2 P.O. Box 7, Miki cho post office, Ikenobe 3011-2, Kagawa-Ken, 761-0799, Japan.
Abstract - Six sunflower lines were grown under field conditions in order to assess their oil content and fatty acid composition under three watering regimes (rain-fed, 50 % supply, and 100 % supply). Changes in oil percentage and fatty acid composition of sunflower seeds were determined and analyzed using a Soxhlet apparatus and gas chromatography. A significant genotype × water regime interaction for oil content was noted. Contents of linoleic acid and stearic acid were affected only by watering regime and ranged from 4.86 to 12.33 % for the former and from 1.90 to 3.21 % for the latter. Palmitic oil content was affected by genotype: 6.03 %, 7.54 %, 4.18 %, 4.40 %, 5.05 % and 4.52 % for C8.3.1.2, 64A71, C7.3.2.2, C1.3.1.1, C5.2.3.2, and C31.1.1.2, respectively. Oleic content was independent of the effects imposed by genotype and water regime.

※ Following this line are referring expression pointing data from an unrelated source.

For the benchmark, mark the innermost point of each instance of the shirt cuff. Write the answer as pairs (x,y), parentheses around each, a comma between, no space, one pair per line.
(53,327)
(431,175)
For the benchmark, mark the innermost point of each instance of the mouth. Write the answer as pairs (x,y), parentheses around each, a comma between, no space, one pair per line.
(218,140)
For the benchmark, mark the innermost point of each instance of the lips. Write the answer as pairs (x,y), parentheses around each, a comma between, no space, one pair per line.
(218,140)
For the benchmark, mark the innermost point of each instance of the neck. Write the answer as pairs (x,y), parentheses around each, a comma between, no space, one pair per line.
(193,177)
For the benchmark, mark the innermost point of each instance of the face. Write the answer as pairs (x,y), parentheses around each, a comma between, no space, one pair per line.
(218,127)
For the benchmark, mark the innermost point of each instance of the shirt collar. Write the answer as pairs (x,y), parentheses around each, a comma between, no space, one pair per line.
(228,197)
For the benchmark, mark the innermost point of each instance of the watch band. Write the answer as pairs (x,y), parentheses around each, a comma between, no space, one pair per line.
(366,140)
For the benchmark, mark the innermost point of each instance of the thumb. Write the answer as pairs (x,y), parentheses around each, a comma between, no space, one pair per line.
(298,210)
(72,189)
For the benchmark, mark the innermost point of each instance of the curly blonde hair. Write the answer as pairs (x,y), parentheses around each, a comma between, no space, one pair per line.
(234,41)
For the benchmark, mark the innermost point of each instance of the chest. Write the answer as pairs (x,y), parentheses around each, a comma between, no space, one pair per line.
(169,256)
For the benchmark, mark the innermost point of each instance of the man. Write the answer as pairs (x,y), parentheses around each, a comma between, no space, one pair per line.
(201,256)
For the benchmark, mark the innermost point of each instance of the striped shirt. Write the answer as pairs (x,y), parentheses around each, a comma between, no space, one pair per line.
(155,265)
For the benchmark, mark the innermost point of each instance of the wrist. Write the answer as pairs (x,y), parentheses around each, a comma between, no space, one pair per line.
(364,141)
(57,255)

Key words: oil content / saturated fatty acids / sunflowers / unsaturated fatty acids / water supply / Soxhlet.
1. Introduction
Sunflower (Helianthus annuus L.) is an important oilseed crop whose oil content varies from 25 to 50 % of seed content (Izquierdo et al. 2002). Sunflower oil contains large amounts of unsaturated fatty acids, mainly linoleic (C18:2) and oleic acid (C18:1) (14 to 38 % and 46 to 74 %, respectively). Lower levels of saturated fatty acids in sunflower are mainly represented by palmitic acid (C16:0) and stearic acid (4.4 to 7.7 % and 2.8 to 7.5 %, respectively) (Harwood and Aparicio 2000). Different studies (Table 1) have shown that the composition of fatty acids and oil seed content depends on genotype. Based on the composition of fatty acids, CODEX Stan 210 (1999) classifies sunflower into three categories. The production of linoleic acid ranged from 48 to 74 % in standard sunflower in comparison to greater oleic acid production (75-85 %) noted in high oleic hybrid genotypes and 50-75 % in oleic genotypes (Anastasi et al. 2000). The Institut Français des Corps Gras (ITERG) showed that the French variety ‘Mirasol’ contains 19.8 % of oleic acid and 67.0 % of linoleic acid (Boyeldieu 1991). Pectu et al. (2001) reported that Romanian sunflower had more than 60 % and 28-35 % linoleic acid and oleic acid, respectively.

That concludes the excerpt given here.